A few more tidbits from my city by the fluvial reservoir basin:
...though I must admit that there's really nothing too exciting to report. I haven't hugged a single ursine, I haven’t been party to a high altitude donkey massacre or resulting forced relocation scandal, and I haven’t even come close to bathing naked with the locals (though god knows I’m trying). The settled life just doesn't yield the kind of weird adventures that the peripatetic one did, but then I suppose that’s to be expected.
That’s not to say it hasn’t been interesting, though. Aside from the daily round of Russian roulette on my trusty maroon city cruiser stead (still officially unnamed, but I'm leaning towards Niak Krong: Dragon of the City), there are also the ongoing joys of language lessons with our devoted instructor Sopip (<---) , a real gem of a teacher and my favorite (only) local friend so far. And I like her so much partially because I just relish the absurdity of the Khmer language, with with she will always be associated. I don’t know if I’ve mentioned that Khmer has the longest alphabet in the world (I think, it sure feels like it anyway)—56 letters, 23 of which are vowels. 23 VOWELS. Now I know we have our own challenges in the English language, what with that whole schizophrenic "y" situation muddling up our vowel harmony, but I’m fairly confident that this is harder. Twenty-three vowels! the vast majority of which I’ve only heard produced by cats in heat or maybe sea lions. So you can imagine the scene that unfolds as we try to master these nonsense sounds, the five of us in there with Sopip yowling and aaarping like a bunch of tortured circus animals straining against our own anatomy to make our jaws contort in unnatural and unsightly ways. We have no dignity left to speak of, but we persevere.
In other news, I found an apartment and signed a lease this week, so I’m now an official resident of this madhouse of a city, a real Pnompenoise if you will. Our apartment is great, a little haven of cross breezes and natural light set back away from the street in a quiet alley next to a coconut tree. I’ll be living with another volunteer, Kim, who most recently hails from Idaho but grew up in Indonesia and Thailand, went to high school in DC, worked at the SAME grassroots campaigns office I did in LA for the Kerry campaign, and is a firm believer in the power of pet psychics. How could we not get along! We’re planning to get a kitten and I want to name it Sopip after my language teacher but I still have to feel her out on that one. I mean it as a compliment but I’m not sure if that sentiment translates well.
And then there's the rest of the crew, shown above, who are all characters in their own right but good people for sure.

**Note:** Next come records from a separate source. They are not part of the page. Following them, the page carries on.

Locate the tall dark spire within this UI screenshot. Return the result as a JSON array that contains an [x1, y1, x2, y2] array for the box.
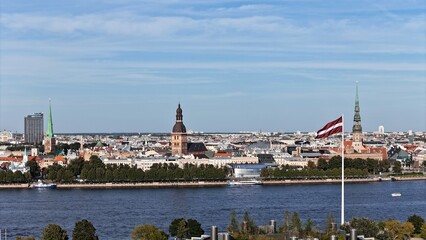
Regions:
[[46, 98, 54, 138], [172, 103, 186, 133], [176, 103, 183, 122], [352, 82, 362, 133]]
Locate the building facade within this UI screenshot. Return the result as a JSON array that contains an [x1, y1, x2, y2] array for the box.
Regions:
[[24, 113, 44, 144], [171, 103, 188, 156]]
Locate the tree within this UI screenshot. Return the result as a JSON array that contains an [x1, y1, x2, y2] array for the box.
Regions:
[[169, 218, 186, 239], [131, 224, 168, 240], [72, 219, 98, 240], [384, 220, 414, 240], [317, 158, 328, 170], [290, 212, 302, 237], [26, 160, 40, 179], [227, 210, 240, 233], [421, 223, 426, 238], [393, 161, 402, 174], [242, 211, 257, 235], [304, 218, 317, 238], [348, 218, 379, 238], [325, 213, 335, 234], [41, 224, 68, 240], [187, 219, 204, 238], [407, 214, 424, 234], [280, 211, 291, 239], [169, 218, 204, 239]]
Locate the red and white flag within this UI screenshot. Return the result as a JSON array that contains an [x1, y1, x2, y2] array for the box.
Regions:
[[316, 116, 343, 139]]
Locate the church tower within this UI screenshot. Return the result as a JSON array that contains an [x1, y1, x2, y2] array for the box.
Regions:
[[171, 103, 188, 156], [352, 82, 364, 152], [44, 99, 56, 154]]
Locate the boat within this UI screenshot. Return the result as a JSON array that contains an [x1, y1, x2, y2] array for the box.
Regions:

So that’s really the scoop. I’m planning a trip to Vietnam next week with Tex Mex Charlsea and then I start work September first. In the meantime I’m drinking lots of cat-orange-water and occasionally indulging in a passion fruit smoothie when the mood strikes. I’m sweaty literally all the time, but life is good.
I want to hear about labor day plans and whatever else is going on back there in the land of the reasonable vowel sounds.